Having a quiet drink at the end of a long day or a few loud ones with some mates on the weekend is a big part of our culture. Alcohol is so ingrained into our lifestyles it can be hard to decipher what’s a healthy amount and when we might be doing harm. One of the biggest myths about alcohol abuse is that if your not an alcoholic you don’t have a problem.
Alcohol abuse can appear in many different ways such as binge drinking, reliance to facilitate social interactions or to get through difficult or stressful times. We often forget that alcohol is a drug, it alters the way our brains functions and places a huge strain on our bodies. Physically it can do a lot of damage to our bodies, even in what some might consider a ‘normal’ consumption range particularly to our livers, stomachs and brains, is linked to obesity and is even responsible for several forms of cancer and diseases. Technically there’s no healthy amount to drink but doctors recommend a maximum of 1-2 standard drinks a day with several days a week not drinking. There’s a growing trend of people who choose not to drink at all purely for the improved health and well being they find accompanies an alcohol-free lifestyle.
Another big myth is binge drinking is only something young people do. In fact excessive drinking occurs in all age groups particularly at social events such as BBQs, dinners and work outings or just catching up with friends at the pub. It may seem like a bit of fun but the frequent consequences of drunk driving, domestic violence, sexual assault, street violence and accidental injuries are serious problems in our society. Alcohol alters our moods and behaviours and our ability to handle and react to certain situations. It doesn’t have to be a serious event to indicate alcohol abuse might be a problem; if you frequently find yourself arguing with partners or friends, regretting embarrassing or poor decisions the next day, getting into violent altercations, or frequently neglecting home, work or study responsibilities to drink or because of hangovers these are strong signs that you need to reconsider how much alcohol you are consuming.
Alcoholism can be incredibly harmful to your relationships. Aggressive and negligent behaviour towards loved ones such as partners, children or parents is often a product of alcohol abuse and can be place a huge strain and have traumatic consequences on those involved.
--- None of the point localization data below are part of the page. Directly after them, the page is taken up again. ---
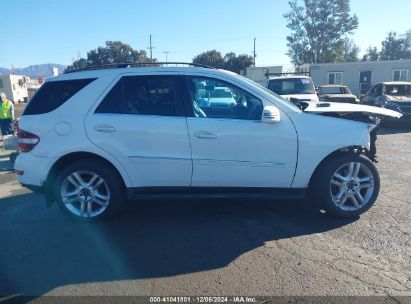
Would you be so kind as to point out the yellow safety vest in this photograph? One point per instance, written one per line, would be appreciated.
(5, 112)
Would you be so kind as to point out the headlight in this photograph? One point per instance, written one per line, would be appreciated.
(391, 104)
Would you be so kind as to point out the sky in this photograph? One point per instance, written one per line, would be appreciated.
(47, 31)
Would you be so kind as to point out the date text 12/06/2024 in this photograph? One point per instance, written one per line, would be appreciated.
(208, 299)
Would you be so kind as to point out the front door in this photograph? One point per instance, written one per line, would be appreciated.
(142, 123)
(231, 147)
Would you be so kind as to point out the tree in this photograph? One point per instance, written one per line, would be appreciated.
(318, 29)
(346, 51)
(371, 54)
(395, 47)
(113, 52)
(211, 58)
(230, 61)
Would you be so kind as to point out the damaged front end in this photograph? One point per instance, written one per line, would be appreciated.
(361, 113)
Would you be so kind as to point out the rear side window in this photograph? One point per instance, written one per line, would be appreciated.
(144, 95)
(53, 94)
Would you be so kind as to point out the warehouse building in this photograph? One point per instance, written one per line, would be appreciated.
(360, 76)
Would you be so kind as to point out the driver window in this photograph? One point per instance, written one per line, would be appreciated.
(213, 98)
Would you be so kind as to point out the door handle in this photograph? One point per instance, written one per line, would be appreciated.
(205, 135)
(105, 128)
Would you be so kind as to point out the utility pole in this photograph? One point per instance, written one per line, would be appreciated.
(151, 49)
(166, 52)
(254, 55)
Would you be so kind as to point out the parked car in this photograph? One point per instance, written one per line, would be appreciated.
(294, 88)
(93, 138)
(336, 93)
(391, 95)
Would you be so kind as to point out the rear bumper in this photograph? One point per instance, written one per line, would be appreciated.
(33, 169)
(37, 189)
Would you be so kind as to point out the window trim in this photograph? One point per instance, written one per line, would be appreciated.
(335, 73)
(400, 70)
(179, 105)
(189, 104)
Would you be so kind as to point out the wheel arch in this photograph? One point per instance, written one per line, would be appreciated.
(69, 159)
(342, 151)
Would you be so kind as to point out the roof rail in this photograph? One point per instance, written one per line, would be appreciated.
(136, 64)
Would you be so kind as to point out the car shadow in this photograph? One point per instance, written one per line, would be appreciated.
(394, 130)
(43, 249)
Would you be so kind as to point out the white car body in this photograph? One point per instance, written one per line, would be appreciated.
(163, 151)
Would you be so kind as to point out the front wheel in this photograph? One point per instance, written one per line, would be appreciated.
(88, 190)
(346, 185)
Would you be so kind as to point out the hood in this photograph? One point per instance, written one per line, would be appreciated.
(335, 107)
(303, 97)
(400, 98)
(338, 95)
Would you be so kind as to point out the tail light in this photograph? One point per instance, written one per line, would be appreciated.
(27, 140)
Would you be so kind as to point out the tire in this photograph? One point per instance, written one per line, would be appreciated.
(346, 185)
(89, 190)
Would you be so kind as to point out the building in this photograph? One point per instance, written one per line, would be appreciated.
(259, 74)
(15, 87)
(33, 84)
(360, 76)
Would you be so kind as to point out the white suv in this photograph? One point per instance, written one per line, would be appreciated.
(94, 138)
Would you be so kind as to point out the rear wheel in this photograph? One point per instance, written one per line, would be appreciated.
(347, 185)
(88, 190)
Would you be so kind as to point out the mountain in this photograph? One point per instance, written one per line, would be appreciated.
(43, 70)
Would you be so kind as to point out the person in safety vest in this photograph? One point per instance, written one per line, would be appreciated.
(6, 115)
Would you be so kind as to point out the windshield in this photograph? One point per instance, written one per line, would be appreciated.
(398, 90)
(292, 86)
(220, 94)
(334, 90)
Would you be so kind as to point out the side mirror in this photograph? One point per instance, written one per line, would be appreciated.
(271, 115)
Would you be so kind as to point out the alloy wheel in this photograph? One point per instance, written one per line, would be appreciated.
(85, 194)
(352, 186)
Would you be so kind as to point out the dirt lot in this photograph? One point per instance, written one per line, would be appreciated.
(213, 247)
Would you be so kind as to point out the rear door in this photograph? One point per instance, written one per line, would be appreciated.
(141, 122)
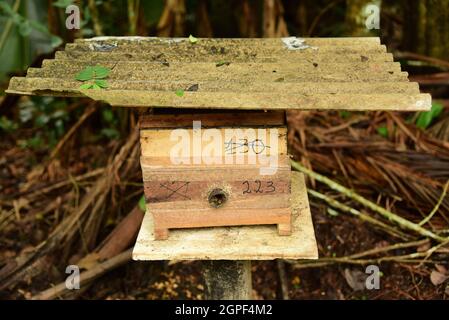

Alcohol abusers are much more likely to get divorced, have problems with domestic violence, struggle with unemployment, and live in poverty.
Alcoholism can be a slow building problem that can often go unnoticed. Our bodies have the ability to gradually build up a tolerance to drugs such as alcohol so that the drinker will need to consume higher and higher amounts to get the same effect they desire. Severe alcohol dependence can become evident when a person physically or mentally feels they need to drink. They will feel withdrawal symptoms such as anxiety, shaking or trembling, sweating, fatigue, headache, insomnia and irritability when they are not drinking.
If you feel that you have a problem with drinking the important thing to do is to seek help and talk to someone you trust whether a loved one or a health care professional. Reflect on the reasons or circumstance surrounding your drinking and how you can work towards reducing or cutting out alcohol. There is a wealth of support services that can help you learn to manage, reduce or quit drinking and help you get back on the right track for your health and well being.